Doctoral Dissertation

Degree Name

Ph. D.

Department

Sociology

Degree Program

Sociology (Applied), PhD

Committee Chair

Gagne, Patricia

Committee Member

Roelfs, David

Committee Member

Carini, Robert

Committee Member

Marshall, Gul Aldikacti

Committee Member

Zierold, Kristina

Committee Member

Rice, Corrie

Author's Keywords

interagency collaboration; gender; power; child welfare; families; bureaucracy; human services

Abstract

This study incorporated a feminist approach to the use of multiple qualitative methods by conducting participant observation, focus group interviewing, and in-depth interviewing of women and men affiliated with a diverse representation of human service organizations. An applied research partnership with a multi-county human service organization provided entrée to the study population.
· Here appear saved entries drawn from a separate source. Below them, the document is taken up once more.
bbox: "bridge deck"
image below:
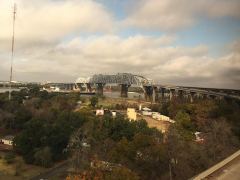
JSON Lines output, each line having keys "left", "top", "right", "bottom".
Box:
{"left": 207, "top": 155, "right": 240, "bottom": 180}
{"left": 192, "top": 150, "right": 240, "bottom": 180}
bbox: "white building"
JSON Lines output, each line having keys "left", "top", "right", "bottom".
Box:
{"left": 1, "top": 135, "right": 14, "bottom": 146}
{"left": 127, "top": 108, "right": 137, "bottom": 121}
{"left": 111, "top": 111, "right": 117, "bottom": 117}
{"left": 195, "top": 132, "right": 204, "bottom": 142}
{"left": 147, "top": 111, "right": 175, "bottom": 123}
{"left": 142, "top": 107, "right": 152, "bottom": 116}
{"left": 96, "top": 109, "right": 104, "bottom": 116}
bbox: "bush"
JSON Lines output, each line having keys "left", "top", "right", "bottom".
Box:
{"left": 90, "top": 96, "right": 98, "bottom": 107}
{"left": 34, "top": 147, "right": 53, "bottom": 168}
{"left": 4, "top": 152, "right": 16, "bottom": 164}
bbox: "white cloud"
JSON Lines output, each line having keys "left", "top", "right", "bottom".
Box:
{"left": 2, "top": 34, "right": 239, "bottom": 88}
{"left": 123, "top": 0, "right": 240, "bottom": 31}
{"left": 0, "top": 0, "right": 114, "bottom": 45}
{"left": 0, "top": 1, "right": 239, "bottom": 88}
{"left": 229, "top": 40, "right": 240, "bottom": 53}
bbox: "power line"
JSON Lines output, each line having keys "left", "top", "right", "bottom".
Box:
{"left": 9, "top": 3, "right": 17, "bottom": 101}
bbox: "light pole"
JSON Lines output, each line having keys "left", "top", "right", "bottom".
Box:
{"left": 9, "top": 3, "right": 17, "bottom": 101}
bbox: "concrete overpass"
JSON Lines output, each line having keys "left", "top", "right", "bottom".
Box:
{"left": 192, "top": 149, "right": 240, "bottom": 180}
{"left": 158, "top": 86, "right": 240, "bottom": 103}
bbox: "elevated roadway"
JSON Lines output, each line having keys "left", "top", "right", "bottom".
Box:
{"left": 192, "top": 150, "right": 240, "bottom": 180}
{"left": 42, "top": 73, "right": 240, "bottom": 102}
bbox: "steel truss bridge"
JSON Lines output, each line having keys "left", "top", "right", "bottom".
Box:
{"left": 76, "top": 73, "right": 153, "bottom": 86}
{"left": 44, "top": 73, "right": 240, "bottom": 102}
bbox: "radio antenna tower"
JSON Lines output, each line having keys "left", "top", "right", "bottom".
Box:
{"left": 9, "top": 3, "right": 17, "bottom": 101}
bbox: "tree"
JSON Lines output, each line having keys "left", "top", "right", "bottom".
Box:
{"left": 174, "top": 111, "right": 195, "bottom": 140}
{"left": 160, "top": 101, "right": 170, "bottom": 116}
{"left": 109, "top": 137, "right": 135, "bottom": 164}
{"left": 14, "top": 161, "right": 23, "bottom": 176}
{"left": 0, "top": 110, "right": 14, "bottom": 129}
{"left": 90, "top": 96, "right": 98, "bottom": 107}
{"left": 29, "top": 86, "right": 40, "bottom": 97}
{"left": 4, "top": 152, "right": 16, "bottom": 164}
{"left": 14, "top": 118, "right": 46, "bottom": 163}
{"left": 39, "top": 90, "right": 49, "bottom": 99}
{"left": 202, "top": 119, "right": 239, "bottom": 163}
{"left": 105, "top": 167, "right": 140, "bottom": 180}
{"left": 34, "top": 146, "right": 53, "bottom": 167}
{"left": 14, "top": 106, "right": 32, "bottom": 129}
{"left": 166, "top": 126, "right": 195, "bottom": 179}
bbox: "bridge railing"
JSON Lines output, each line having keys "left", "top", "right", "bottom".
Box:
{"left": 191, "top": 149, "right": 240, "bottom": 180}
Through analytic induction using a grounded theoretical approach the study explored perceptions of power, authority, gender, inequality, and bureaucratic constraints that emerged during organizational processes of interagency collaboration among multidisciplinary human service organizations (Charmaz 2014; Corbin and Strauss 2014). Findings indicate that establishing relationships is critical for interagency collaboration to be effective; however, the lived experience of interagency collaboration is that ethics of care and care work are constrained by gendered power dynamics, primarily ethics of justice embedded in bureaucratically-structured human service organizations situated within a plurality of complexities. Further, tensions between bureaucracy and ethics of care are enacted through relative, subjective, and exclusionary forms of gendered and other types of intersectionally-situated bureaucratic power.